Placée sous le Haut Patronage du Président Félix-Antoine Tshisekedi, cette conférence marque la fin d'une ère. En octobre 2026, à Washington, nous allons réécrire le destin de notre minerai. Nous refusons de rester de simples exportateurs de pierres brutes. L'ambition est de professionnaliser la filière, d'implanter des tailleries locales et de générer une croissance inclusive qui profite directement au peuple congolais.
Quels sont vos leviers stratégiques pour concrétiser cette vision ?
Nous agissons sur trois piliers : la traçabilité de la chaîne d'approvisionnement, la bancarisation des artisans et l'autonomisation des femmes rurales. Pour réussir à Washington, l'appui du Ministère des Mines est indispensable. S.E. Louis Watum Kabamba, dont nous saluons le pragmatisme, est le garant de cette transition. L'investissement de l'État dans cet événement est un placement stratégique : pour capter les millions de dollars de commandes visés, nous avons besoin d'une offensive diplomatique et commerciale puissante.
La bancarisation des mineurs artisanaux est-elle un objectif réaliste ?
C'est notre plus grand défi, mais c'est possible.
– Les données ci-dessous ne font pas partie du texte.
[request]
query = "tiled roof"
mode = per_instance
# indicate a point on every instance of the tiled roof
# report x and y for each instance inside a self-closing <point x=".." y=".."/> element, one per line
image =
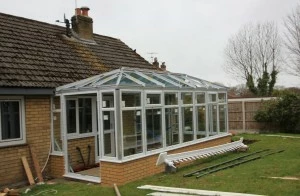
<point x="37" y="54"/>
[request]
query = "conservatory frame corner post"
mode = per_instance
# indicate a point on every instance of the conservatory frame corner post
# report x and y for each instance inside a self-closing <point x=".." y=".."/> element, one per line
<point x="99" y="132"/>
<point x="119" y="140"/>
<point x="63" y="122"/>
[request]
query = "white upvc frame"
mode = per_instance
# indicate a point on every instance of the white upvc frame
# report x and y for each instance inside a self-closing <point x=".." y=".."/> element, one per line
<point x="101" y="127"/>
<point x="124" y="108"/>
<point x="77" y="134"/>
<point x="196" y="112"/>
<point x="54" y="110"/>
<point x="22" y="139"/>
<point x="164" y="106"/>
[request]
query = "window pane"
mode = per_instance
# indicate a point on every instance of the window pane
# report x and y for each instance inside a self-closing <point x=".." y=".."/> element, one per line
<point x="85" y="115"/>
<point x="201" y="122"/>
<point x="71" y="116"/>
<point x="132" y="132"/>
<point x="222" y="118"/>
<point x="171" y="99"/>
<point x="109" y="133"/>
<point x="213" y="120"/>
<point x="172" y="126"/>
<point x="108" y="100"/>
<point x="187" y="122"/>
<point x="10" y="120"/>
<point x="222" y="97"/>
<point x="154" y="134"/>
<point x="131" y="99"/>
<point x="200" y="97"/>
<point x="153" y="98"/>
<point x="212" y="97"/>
<point x="187" y="98"/>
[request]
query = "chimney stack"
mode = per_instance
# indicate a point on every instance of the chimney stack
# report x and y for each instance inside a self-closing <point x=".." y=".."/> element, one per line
<point x="82" y="24"/>
<point x="163" y="66"/>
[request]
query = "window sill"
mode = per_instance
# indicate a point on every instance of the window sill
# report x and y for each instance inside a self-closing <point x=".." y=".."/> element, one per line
<point x="169" y="148"/>
<point x="79" y="136"/>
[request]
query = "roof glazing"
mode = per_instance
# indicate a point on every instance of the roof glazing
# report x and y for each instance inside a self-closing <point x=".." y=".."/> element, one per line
<point x="130" y="77"/>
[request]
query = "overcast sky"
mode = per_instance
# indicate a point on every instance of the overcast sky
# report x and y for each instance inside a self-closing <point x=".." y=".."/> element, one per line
<point x="189" y="35"/>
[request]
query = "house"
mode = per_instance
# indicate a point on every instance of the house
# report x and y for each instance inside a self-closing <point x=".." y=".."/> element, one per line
<point x="93" y="108"/>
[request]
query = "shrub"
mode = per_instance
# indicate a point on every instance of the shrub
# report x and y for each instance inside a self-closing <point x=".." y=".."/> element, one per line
<point x="283" y="111"/>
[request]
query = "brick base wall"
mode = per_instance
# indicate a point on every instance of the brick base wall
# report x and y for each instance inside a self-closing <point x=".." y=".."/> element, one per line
<point x="82" y="143"/>
<point x="122" y="173"/>
<point x="37" y="123"/>
<point x="11" y="167"/>
<point x="57" y="166"/>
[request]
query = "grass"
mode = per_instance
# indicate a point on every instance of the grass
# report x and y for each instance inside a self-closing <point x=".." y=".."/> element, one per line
<point x="247" y="178"/>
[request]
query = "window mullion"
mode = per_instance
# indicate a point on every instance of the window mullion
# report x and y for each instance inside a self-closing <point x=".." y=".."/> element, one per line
<point x="77" y="116"/>
<point x="0" y="122"/>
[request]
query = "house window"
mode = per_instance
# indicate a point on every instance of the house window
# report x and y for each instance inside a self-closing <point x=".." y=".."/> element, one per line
<point x="153" y="99"/>
<point x="187" y="122"/>
<point x="201" y="122"/>
<point x="171" y="98"/>
<point x="108" y="124"/>
<point x="132" y="123"/>
<point x="222" y="118"/>
<point x="79" y="116"/>
<point x="172" y="126"/>
<point x="11" y="128"/>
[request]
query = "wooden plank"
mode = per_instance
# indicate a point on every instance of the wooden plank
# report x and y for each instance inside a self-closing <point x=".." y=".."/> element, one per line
<point x="27" y="170"/>
<point x="36" y="165"/>
<point x="191" y="191"/>
<point x="117" y="190"/>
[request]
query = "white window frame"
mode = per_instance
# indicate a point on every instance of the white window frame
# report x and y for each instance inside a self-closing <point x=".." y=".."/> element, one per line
<point x="142" y="109"/>
<point x="101" y="117"/>
<point x="22" y="139"/>
<point x="196" y="112"/>
<point x="147" y="92"/>
<point x="77" y="135"/>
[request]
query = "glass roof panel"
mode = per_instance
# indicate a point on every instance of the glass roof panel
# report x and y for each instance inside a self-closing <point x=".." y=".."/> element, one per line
<point x="160" y="80"/>
<point x="142" y="78"/>
<point x="126" y="81"/>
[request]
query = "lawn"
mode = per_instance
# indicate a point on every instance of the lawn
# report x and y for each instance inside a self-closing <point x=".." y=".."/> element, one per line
<point x="251" y="177"/>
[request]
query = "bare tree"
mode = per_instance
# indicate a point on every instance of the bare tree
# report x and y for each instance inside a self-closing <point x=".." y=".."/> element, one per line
<point x="292" y="41"/>
<point x="254" y="56"/>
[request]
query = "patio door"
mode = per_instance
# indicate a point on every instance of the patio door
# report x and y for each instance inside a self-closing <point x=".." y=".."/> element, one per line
<point x="109" y="128"/>
<point x="212" y="116"/>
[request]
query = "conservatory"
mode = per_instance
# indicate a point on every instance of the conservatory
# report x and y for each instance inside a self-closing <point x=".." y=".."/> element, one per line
<point x="104" y="124"/>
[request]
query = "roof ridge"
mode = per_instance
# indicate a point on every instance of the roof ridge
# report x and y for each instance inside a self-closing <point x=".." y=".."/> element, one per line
<point x="54" y="25"/>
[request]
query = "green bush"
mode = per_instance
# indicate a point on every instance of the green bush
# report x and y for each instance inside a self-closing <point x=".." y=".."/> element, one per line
<point x="283" y="111"/>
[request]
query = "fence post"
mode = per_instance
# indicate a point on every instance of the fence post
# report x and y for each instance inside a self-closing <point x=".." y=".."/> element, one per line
<point x="244" y="115"/>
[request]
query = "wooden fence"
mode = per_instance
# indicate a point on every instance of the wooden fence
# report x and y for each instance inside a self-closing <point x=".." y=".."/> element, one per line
<point x="241" y="113"/>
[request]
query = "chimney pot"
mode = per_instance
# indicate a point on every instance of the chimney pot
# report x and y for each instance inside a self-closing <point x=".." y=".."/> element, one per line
<point x="77" y="11"/>
<point x="82" y="24"/>
<point x="163" y="66"/>
<point x="85" y="11"/>
<point x="155" y="62"/>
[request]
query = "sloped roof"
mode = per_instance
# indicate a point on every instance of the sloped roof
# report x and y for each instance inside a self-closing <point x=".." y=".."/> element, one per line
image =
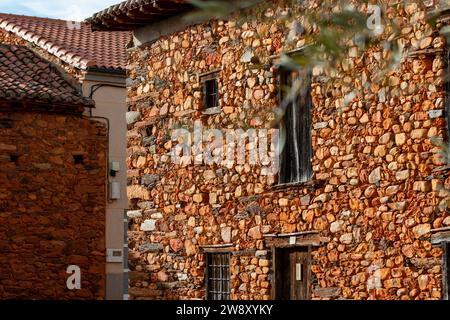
<point x="132" y="14"/>
<point x="26" y="77"/>
<point x="75" y="44"/>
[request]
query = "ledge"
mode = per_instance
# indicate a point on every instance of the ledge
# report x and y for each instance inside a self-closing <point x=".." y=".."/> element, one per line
<point x="294" y="234"/>
<point x="218" y="248"/>
<point x="440" y="235"/>
<point x="312" y="184"/>
<point x="212" y="111"/>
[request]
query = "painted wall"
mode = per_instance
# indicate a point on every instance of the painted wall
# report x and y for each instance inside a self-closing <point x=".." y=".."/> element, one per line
<point x="111" y="104"/>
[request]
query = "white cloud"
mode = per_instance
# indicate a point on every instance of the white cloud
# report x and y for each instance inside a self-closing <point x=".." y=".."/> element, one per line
<point x="75" y="10"/>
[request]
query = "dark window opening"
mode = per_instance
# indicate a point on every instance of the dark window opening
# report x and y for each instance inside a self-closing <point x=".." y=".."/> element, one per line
<point x="447" y="104"/>
<point x="446" y="271"/>
<point x="78" y="159"/>
<point x="292" y="274"/>
<point x="218" y="276"/>
<point x="210" y="85"/>
<point x="13" y="158"/>
<point x="295" y="128"/>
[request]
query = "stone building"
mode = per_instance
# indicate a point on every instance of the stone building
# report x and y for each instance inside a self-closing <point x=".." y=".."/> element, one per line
<point x="52" y="182"/>
<point x="96" y="63"/>
<point x="355" y="214"/>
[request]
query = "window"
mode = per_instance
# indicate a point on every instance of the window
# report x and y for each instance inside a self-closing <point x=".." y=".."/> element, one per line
<point x="210" y="86"/>
<point x="446" y="270"/>
<point x="295" y="159"/>
<point x="218" y="276"/>
<point x="78" y="159"/>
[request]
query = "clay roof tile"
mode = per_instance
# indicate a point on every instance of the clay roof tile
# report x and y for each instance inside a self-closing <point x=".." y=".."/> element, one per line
<point x="24" y="75"/>
<point x="58" y="39"/>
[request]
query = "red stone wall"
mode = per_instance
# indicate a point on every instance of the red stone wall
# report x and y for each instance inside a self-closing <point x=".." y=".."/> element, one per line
<point x="376" y="190"/>
<point x="52" y="211"/>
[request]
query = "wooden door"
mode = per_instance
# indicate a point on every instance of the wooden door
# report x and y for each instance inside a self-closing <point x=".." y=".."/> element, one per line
<point x="291" y="274"/>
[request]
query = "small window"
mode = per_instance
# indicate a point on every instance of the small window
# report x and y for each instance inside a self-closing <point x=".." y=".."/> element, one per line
<point x="78" y="159"/>
<point x="218" y="276"/>
<point x="446" y="271"/>
<point x="210" y="85"/>
<point x="13" y="158"/>
<point x="295" y="128"/>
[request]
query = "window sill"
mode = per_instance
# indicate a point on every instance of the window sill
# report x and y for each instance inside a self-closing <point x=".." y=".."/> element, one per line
<point x="312" y="184"/>
<point x="212" y="111"/>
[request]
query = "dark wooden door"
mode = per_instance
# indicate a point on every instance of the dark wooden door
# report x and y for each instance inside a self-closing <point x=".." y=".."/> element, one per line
<point x="292" y="276"/>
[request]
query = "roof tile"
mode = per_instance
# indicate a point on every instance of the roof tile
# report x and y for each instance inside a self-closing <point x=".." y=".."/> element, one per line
<point x="24" y="76"/>
<point x="81" y="47"/>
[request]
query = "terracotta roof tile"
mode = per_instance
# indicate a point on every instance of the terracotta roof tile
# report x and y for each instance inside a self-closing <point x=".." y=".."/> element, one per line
<point x="24" y="76"/>
<point x="79" y="47"/>
<point x="131" y="14"/>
L'exploitation artisanale est aujourd'hui prédominante, mais trop informelle. Pour structurer ces milliers de travailleurs, il faut des moyens concrets dédiés au coaching. À Washington, les investisseurs américains exigeront des garanties de traçabilité. En finançant cette transition, le Ministère des Mines prouvera que la RDC est prête pour l'excellence mondiale. Notre présence aux États-Unis doit refléter la grandeur de notre potentiel.
Quels résultats tangibles attendez-vous à l'issue du sommet ?
Nous réunirons plus de 200 décideurs de haut niveau : joailliers de renommée, fonds d'investissement et institutions bancaires. Les résultats seront concrets : une feuille de route pour des commandes sécurisées, des partenariats public-privé pour l'industrie locale et une intégration réelle de nos zones minérales dans l'économie globale. C'est une opportunité unique pour sceller des accords qui allégeront, à terme, le trésor public par la création des richesses pérennes.
Quel message final réservez-vous aux autorités nationales ?
La vision du Chef de l'État est tracée, le marché américain est prêt. Il ne manque plus que l'impulsion financière finale pour transformer l'essai. Le Ministre des Mines incarne cette volonté de changement. Nous sollicitons désormais la célérité nécessaire dans la libération des ressources. Investir dans la DRC Diamonds Conference, c'est garantir les emplois de demain et le rayonnement diplomatique de la RDC pour les décennies à venir.